Area of a semi circle on a rectangle First of all forgive my very poor and not to scale drawing. Also for the not so good looking maths formatting
Essentially I am looking for the area of the shaded part.
This is what I've gotten so far
Area of larger circle with radius being $20+w$ minus area of inner circle radius of $20$. Add the area of the rectangle which has a length of $40+2w$ and a length of $w$.
so the final equation is
$$
A = \frac{\pi}{2} ( w^2 + 40w ) + 2w^2 + 40w
$$
it asks to find $w$ when the area is given (i.e. $A = 200$). I haven't been able to solve it without having to go through a long messy quadratic equation, or is there a more straightforward way and I went wrong somewhere?
Thanks!
 A: It is easier to take the mean radius $R_m$ of shaded circle:
$R_m=\frac {20+20+w}2=20+\frac w 2$
Then the area is:
$$A =w\cdot R_m\cdot \pi+20 w=w(20+\frac w 2)\pi+20w=\frac{\pi}2 w^2+20(\pi+1)w$$
This is a  function of degree two that can be easily plotted. For $A=200$ you can find w:
$$A\approx\frac{\pi}2 w^2+20(\pi+1)w\approx 1.57 w^2+82.8 w=200$$
which gives $w\approx 2.3$
A: This formula for the area is correct:

$$
A = \frac{\pi}{2} ( w^2 + 40w ) + 2w^2 + 40w
$$


I haven't been able to solve it without having to go through a long messy quadratic equation, or is there a more straightforward way and I went wrong somewhere?

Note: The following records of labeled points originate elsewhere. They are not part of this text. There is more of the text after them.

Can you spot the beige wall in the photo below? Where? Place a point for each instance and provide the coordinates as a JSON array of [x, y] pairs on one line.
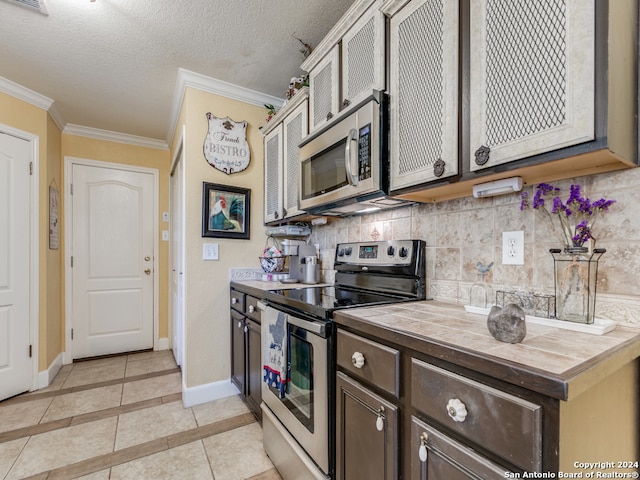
[[106, 151], [461, 232], [207, 333]]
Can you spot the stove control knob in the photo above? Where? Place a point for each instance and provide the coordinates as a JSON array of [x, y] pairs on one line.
[[357, 359]]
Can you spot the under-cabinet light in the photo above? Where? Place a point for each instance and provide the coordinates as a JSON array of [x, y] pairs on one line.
[[499, 187]]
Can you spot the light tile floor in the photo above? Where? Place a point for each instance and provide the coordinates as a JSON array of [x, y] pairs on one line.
[[122, 418]]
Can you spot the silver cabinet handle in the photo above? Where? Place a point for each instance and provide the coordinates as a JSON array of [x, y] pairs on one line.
[[357, 359]]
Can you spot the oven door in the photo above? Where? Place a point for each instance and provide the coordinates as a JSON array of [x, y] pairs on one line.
[[303, 409]]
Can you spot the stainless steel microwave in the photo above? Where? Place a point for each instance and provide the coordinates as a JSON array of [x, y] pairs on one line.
[[344, 168]]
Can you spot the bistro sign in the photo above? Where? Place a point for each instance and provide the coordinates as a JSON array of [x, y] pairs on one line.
[[225, 145]]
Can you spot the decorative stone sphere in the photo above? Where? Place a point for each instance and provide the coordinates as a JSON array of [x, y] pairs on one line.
[[507, 324]]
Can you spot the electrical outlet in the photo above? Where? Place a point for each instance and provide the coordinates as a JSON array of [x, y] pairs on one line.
[[210, 251], [513, 248]]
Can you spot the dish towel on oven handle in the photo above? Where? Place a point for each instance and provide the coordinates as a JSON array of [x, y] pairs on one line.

There is no more straightforward way.
Let $P=\pi/2+2$, $Q=40(\pi/2+1)$ then if $A=Pw^2+Qw$ solutions for $w$ are
$$
-Q\pm\sqrt{Q^2+4\times A\times P}\over2P
$$
Let $A=200$ and I used a computer to do the calculation.
package main

import (
    "fmt"
    "math"
)

var Q = 40 * (math.Pi/2 + 1)
var P = math.Pi/2 + 2

func area(w float64) float64 {
    return P*w*w + Q*w
}
func main() {
    A := 200.0
    sqrt := math.Sqrt(Q*Q + 4*A*P)
    rpos := (-Q + sqrt) / (2 * P)
    rneg := (-Q - sqrt) / (2 * P)
    fmt.Printf("%g %g %g %g\n", rpos, area(rpos), rneg, area(rneg))
}

Run it online here: https://go.dev/play/p/sfZcbmdNJjh
1.8287874459276476 199.9999999999999 -30.6268043756965 200

Since the length of the shaded part is about $L\approx 20+20+65$ and the area is $\approx L\times w$ we would expect a $w$ value just under 2, so this answer makes sense.
Obviously the negative value seems to be physically meaningless, since the initial radius is 20.